Le trio est accusé d’avoir infiltré le sommet de l’Etat, profitant d’une longue amitié avec Zuma qu’ils ont acheté à coups de pots-de-vin tout au long de ses deux mandats (2009-2018). Ils auraient méthodiquement siphonné les caisses du pays, pillé les entreprises publiques et étendu leur emprise jusqu’à influencer le choix des ministres.

- Advertisement -

Ils ont ont fui l’Afrique du Sud après la création, en 2018, d’une Commission chargée d’enquêter sur la corruption d’Etat. L’Afrique du Sud avait formulé une demande d’extradition en juillet 2022, peu après l’arrestation des deux frères à Dubaï. Les arrestations avaient suivi la signature d’un traité d’extradition entre Pretoria et les Emirats.

– Accumulation d’accusations –

Au centre de la demande d’extradition figure un contrat public douteux de l’équivalent de 1,5 million d’euros. Une infime partie dans l’accumulation des accusations contre les frères Gupta. Selon M. Lamola, le tribunal émirati a estimé être compétent sur les faits de blanchiment reprochés aux deux frères, les faits ayant été commis aussi bien dans le pays qu’en Afrique du Sud. Sur les accusations de fraude et de corruption, le tribunal a estimé que le mandat d’arrêt avait été annulé, selon le ministre.

« Les raisons invoquées pour le rejet de notre requête sont inexplicables et vont à l’encontre des assurances données par les autorités des Emirats selon lesquelles notre requête était compatible avec leurs exigences« , a-t-il estimé.

Le ministre a accusé les Emirats de ne pas avoir suffisamment consulté le Gouvernement sud-africain avant le rejet de l’extradition, ajoutant qu’un tel « niveau de non-coopération » était « largement sans précédent« . Il a précisé avoir reçu un résumé du jugement en langue arabe seule et avoir dû travailler toute la nuit pour analyser ce document. « Nous avons toujours l’intention de nous tourner vers nos partenaires (…) afin de nous assurer que la décision du tribunal fasse rapidement l’objet d’un appel« , a-t-il toutefois ajouté lors d’une conférence de presse.
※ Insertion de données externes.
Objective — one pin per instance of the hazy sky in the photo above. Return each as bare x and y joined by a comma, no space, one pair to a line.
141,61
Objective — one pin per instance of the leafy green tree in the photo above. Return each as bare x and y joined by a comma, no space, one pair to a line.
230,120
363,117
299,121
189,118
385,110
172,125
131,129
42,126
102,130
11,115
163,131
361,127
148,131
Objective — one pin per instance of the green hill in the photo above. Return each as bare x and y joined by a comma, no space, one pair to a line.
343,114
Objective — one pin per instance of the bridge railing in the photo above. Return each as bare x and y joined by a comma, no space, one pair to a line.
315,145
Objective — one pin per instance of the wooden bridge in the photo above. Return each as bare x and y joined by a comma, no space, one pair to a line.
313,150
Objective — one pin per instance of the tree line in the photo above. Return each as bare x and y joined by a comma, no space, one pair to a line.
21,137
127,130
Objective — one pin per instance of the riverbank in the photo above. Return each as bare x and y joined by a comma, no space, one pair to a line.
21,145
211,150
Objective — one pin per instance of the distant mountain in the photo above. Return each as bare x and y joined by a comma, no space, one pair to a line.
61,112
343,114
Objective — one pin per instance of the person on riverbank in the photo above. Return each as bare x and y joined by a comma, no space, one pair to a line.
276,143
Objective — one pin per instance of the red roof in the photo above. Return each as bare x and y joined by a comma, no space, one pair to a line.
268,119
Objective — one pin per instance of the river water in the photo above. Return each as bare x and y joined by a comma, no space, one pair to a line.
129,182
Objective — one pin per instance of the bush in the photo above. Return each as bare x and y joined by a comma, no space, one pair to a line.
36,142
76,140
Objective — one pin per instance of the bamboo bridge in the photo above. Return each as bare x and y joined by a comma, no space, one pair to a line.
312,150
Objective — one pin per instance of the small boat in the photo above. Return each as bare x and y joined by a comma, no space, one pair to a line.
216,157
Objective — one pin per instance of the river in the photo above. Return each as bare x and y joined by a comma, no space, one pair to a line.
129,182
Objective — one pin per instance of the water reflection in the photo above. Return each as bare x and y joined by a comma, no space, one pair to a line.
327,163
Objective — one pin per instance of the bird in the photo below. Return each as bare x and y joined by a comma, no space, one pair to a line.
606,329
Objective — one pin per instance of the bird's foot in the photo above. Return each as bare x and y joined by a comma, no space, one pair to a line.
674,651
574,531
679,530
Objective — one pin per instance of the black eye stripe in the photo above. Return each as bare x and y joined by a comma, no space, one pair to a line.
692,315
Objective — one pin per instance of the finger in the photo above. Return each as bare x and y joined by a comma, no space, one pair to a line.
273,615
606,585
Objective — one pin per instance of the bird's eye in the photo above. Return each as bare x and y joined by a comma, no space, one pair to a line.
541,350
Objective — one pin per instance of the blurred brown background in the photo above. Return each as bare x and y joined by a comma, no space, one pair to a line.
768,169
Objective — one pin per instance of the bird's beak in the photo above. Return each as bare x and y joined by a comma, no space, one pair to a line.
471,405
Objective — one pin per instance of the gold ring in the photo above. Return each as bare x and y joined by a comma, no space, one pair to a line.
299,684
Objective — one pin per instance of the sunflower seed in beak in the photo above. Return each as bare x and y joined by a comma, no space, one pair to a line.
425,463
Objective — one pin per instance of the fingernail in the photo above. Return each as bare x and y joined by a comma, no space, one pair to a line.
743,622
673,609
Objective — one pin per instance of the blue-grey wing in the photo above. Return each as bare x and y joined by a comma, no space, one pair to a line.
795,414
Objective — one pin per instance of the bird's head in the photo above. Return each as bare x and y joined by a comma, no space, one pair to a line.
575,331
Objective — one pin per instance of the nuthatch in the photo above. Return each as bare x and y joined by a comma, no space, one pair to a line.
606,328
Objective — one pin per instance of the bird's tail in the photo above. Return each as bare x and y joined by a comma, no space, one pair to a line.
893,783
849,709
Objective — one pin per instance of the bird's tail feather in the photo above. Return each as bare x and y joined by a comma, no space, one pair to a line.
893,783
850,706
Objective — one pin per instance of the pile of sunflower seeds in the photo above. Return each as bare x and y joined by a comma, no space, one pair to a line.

Cette « extradition ratée » constitue un motif « d’embarras national« , a jugé le principal parti d’opposition sud-africain, l’Alliance démocratique. Les Emirats arabes unis ont réfuté ces accusations, affirmant que les autorités judiciaires avaient informé leurs homologues sud-africains « à chaque étape » de la procédure. « La décision de rejeter cette demande d’extradition a suivi un processus d’examen exhaustif et légal« , a indiqué WAM, l’agence de presse officielle des Emirats. Selon cette source, la demande d’extradition ne comportait pas de copie du mandat d’arrêt, ou incluait une version non conforme. Selon l’agence, l’Afrique du Sud a toujours la possibilité d’adresser une nouvelle demande « avec de nouveaux documents« .

Toutefois, selon des informations de presse récentes, les deux frères auraient été aperçus en Suisse fin mars 2023.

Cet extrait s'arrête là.